By Dhirendra Tripathi
Investing.com -- Stocks gave back their gains on Thursday, weighed by tech stocks and a sinking Peloton.
The exercise equipment maker will suspend production of its popular bikes and treadmills for at least a few weeks, according to CNBC. That sent its shares falling 20%.
Meanwhile, bond yields paused their steady climb to pandemic-era highs. The Nasdaq, which slid into correction territory on Wednesday, first gained and then went red later in the session.
Oil prices are also at seven-year highs.
The heart of earnings season is quickly approaching. Banks showed resilience in consumer and wealth management but struggled in some capital markets areas. Tech earnings kick off later tonight with Netflix.

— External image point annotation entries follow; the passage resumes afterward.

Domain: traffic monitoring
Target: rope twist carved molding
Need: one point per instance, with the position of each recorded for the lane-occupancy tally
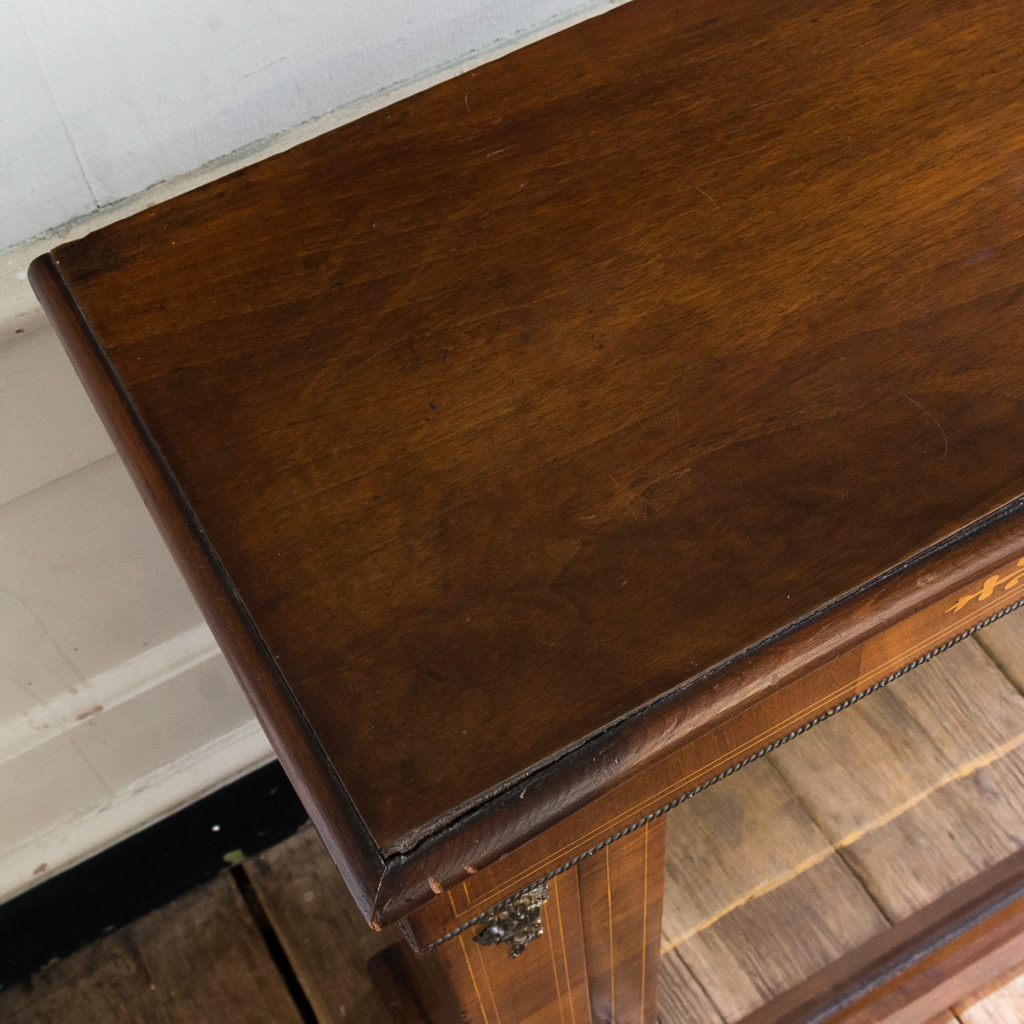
(516, 922)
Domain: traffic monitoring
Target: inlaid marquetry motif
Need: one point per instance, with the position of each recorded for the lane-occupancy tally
(516, 923)
(990, 586)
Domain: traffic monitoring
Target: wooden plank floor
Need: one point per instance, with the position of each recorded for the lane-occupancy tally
(772, 873)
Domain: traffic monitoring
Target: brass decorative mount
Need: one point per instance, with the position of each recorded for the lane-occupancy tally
(516, 923)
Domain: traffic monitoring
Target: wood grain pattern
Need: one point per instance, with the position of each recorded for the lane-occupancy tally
(201, 958)
(716, 747)
(936, 760)
(547, 984)
(756, 900)
(621, 893)
(532, 407)
(1001, 1005)
(923, 965)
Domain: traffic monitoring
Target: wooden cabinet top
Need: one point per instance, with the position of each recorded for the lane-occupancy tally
(502, 419)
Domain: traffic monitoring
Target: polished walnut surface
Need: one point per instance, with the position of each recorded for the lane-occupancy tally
(508, 410)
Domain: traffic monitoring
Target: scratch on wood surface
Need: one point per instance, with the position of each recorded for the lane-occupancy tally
(945, 436)
(707, 197)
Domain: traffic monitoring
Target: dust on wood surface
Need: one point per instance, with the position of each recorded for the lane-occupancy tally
(325, 936)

In recent weeks, investors have shown concern that inflation would have to be answered by strong actions by the Federal Reserve, which is expected to raise interest rates four times this year. New cases of the Omicron variant of coronavirus appear to have reached a plateau in many areas, with some places in Europe lifting restrictions imposed to stop its spread.
Here are three things that could affect market tomorrow:
1. Peloton production
Pandemic darling Peloton Interactive Inc (NASDAQ:PTON) got pummeled in the market on Thursday after a CNBC report that it would halt production for a while on some of its popular exercise equipment amid a slowdown in demand. The stock, which traded below its IPO price of $29 a share and is likely to face additional scrutiny on Friday.
Peloton plans to halt production of its bike for two months, from February to March, CNBC reported, citing the documents. The stoppage comes just a month after the company suspended production of its Bike+ in December until June.
2. Netflix earnings
The streaming giant is the first of the FANG gang to report this quarter, and will do so after tonight’s closing bell. For the three months ended in December, Netflix Inc (NASDAQ:NFLX) has forecasted 8.5 million net new subscribers and a 16% gain in revenue to $7.7 billion. Analysts are expecting 8.3 million subscriber net adds and $7.7 billion in revenue.
3. American Airlines
American Airlines Group (NASDAQ:AAL) operating revenue more than doubled to over $9 billion as the carrier flew more passengers and freight. The loss per share of $1.42 more than halved from last time and was narrower than expected. That was despite the fact that fuel and related taxes in the fourth quarter more than tripled from a year ago to $2.2 billion.
The carrier continues to operate well below levels that were normal before the pandemic. It expects its January to March capacity to be down 8% to 10% compared to the same period in 2019.